Tais mudanças só podem ocorrer por meio de emenda constitucional. No entanto, enquanto vigorar a intervenção federal na segurança pública do Rio de Janeiro, nenhuma PEC pode ser votada. Por isso, Guardia afirmou que, em agosto, o governo pedirá que o Congresso inclua no orçamento de 2019 uma permissão de crédito suplementar para compensar o rombo, o que o artigo 167 da Constituição permite. No entanto, essa solução é temporária, já que o buraco não será fechado milagrosamente em 2020.

Leia também: A reforma do setor público (editorial de 29 de março de 2018)

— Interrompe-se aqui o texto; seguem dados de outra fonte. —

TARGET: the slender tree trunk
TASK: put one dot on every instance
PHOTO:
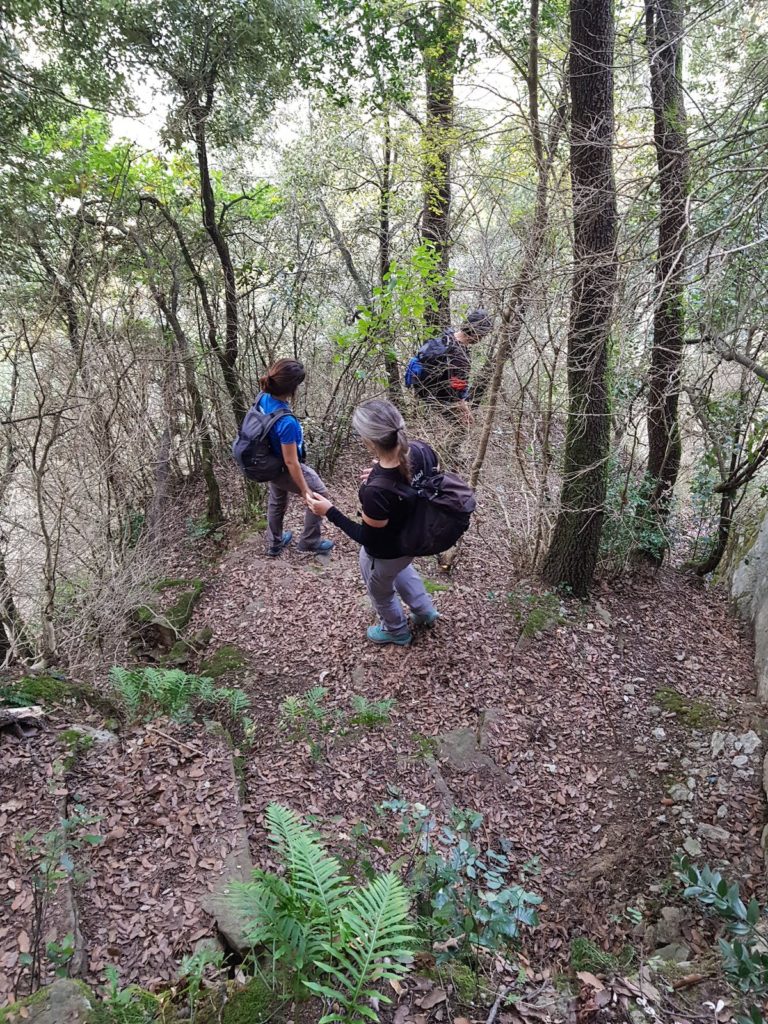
(514, 313)
(573, 550)
(664, 25)
(168, 307)
(217, 237)
(231, 380)
(390, 359)
(439, 65)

Nossas convicções: Menos Estado e mais cidadão

Dispositivos como o teto de gastos, a “regra de ouro” e a Lei de Responsabilidade Fiscal existem para que o Estado trate com mais cuidado o dinheiro que retira da sociedade por meio dos impostos. Devolvê-lo na forma de serviços públicos oferecidos de forma racional, sem desperdícios, e investimentos naquelas áreas em que é essencial a participação do Estado é o mínimo que um governante deveria fazer, embora a tentação populista ainda seja forte o suficiente para que seja defendida por candidatos às eleições de outubro e apoiada por aquela parte do eleitorado que, infelizmente, ainda ignora a relação de causa e consequência entre irresponsabilidade fiscal, crises econômicas e falência generalizada do governo. O governo precisa urgentemente aprender a usar melhor seus recursos; se não o faz por convicção, que as restrições acabem ensinando-lhe essa valiosa lição.